As you have the userspace code, it should be easier for you to test this
on an older kernel. I don't have your userspace code...

> From my perspective, as a kernel user rather than a kernel developer,
> a system call that silently fails for certain files and that provides
> no way to determine either 1) ahead of time that the system call will
> fail, or 2) after the call that the system call did fail, is a useless
> system call.

Great, then don't use copy_file_range() yet as it seems like it fits
that category at the moment :)

> I can never use that system call, because I don't know
> whether or not it will work. So as a kernel user I would say that you
> should fix the system call to report failure, or document some way to
> know whether the system call will fail, or you should remove the
> system call. But I'm not a kernel developer, I don't have all the
> information, and it's obviously your call.

That's up to the authors of that syscall, I don't know what they
intended this to be used for. It feels like you are using this in a
very generic "all file i/o works for this" way, while that is not what
the authors of the syscall intended it for, as is evident by the
failures that older kernels would report for you.

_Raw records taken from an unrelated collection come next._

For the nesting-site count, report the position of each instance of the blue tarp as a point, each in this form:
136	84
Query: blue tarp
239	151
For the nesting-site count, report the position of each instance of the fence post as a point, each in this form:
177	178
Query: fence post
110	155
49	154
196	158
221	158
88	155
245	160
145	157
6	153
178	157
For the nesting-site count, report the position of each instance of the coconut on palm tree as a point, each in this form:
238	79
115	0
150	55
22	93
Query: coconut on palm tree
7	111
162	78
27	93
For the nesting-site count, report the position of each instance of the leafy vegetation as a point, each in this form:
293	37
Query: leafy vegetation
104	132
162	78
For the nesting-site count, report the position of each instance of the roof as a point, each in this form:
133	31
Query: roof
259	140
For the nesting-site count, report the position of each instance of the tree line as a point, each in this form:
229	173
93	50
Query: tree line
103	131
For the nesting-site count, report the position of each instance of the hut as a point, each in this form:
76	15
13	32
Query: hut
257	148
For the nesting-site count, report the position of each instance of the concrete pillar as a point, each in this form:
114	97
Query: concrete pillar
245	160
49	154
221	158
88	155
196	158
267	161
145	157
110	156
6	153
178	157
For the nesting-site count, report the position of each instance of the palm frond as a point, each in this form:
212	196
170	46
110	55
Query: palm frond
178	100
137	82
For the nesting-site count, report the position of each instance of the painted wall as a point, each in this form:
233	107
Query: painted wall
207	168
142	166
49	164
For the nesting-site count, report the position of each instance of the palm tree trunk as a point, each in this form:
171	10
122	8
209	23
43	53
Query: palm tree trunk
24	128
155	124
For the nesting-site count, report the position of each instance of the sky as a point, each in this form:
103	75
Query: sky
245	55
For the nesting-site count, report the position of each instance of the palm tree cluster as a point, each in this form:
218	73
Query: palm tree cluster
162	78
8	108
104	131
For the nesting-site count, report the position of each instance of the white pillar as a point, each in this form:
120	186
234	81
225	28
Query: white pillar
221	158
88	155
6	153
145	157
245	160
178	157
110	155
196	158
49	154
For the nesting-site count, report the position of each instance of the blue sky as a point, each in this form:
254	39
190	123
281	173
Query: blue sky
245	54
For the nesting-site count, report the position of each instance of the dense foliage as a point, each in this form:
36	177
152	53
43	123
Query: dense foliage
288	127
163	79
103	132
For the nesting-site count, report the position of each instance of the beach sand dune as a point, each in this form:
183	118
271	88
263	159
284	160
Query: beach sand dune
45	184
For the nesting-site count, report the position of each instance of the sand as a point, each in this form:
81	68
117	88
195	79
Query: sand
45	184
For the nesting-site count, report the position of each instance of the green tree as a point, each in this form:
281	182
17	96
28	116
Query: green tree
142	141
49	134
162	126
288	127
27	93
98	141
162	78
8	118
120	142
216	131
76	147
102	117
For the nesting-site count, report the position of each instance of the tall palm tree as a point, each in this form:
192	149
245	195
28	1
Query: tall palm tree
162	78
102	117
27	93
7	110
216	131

> I'll note that to the best of my knowledge this failure started
> happening with the 5.3 kernel, as before 5.3 the problematic calls
> would report a failure (EXDEV). Since 5.3 isn't all that old I
> personally wouldn't say that the kernel "has always worked this way."
> But I may be mistaken about this.

Testing would be good, as regressions are more serious than "it would be
nice if it would work like this instead!" type of issues.

thanks,

greg k-h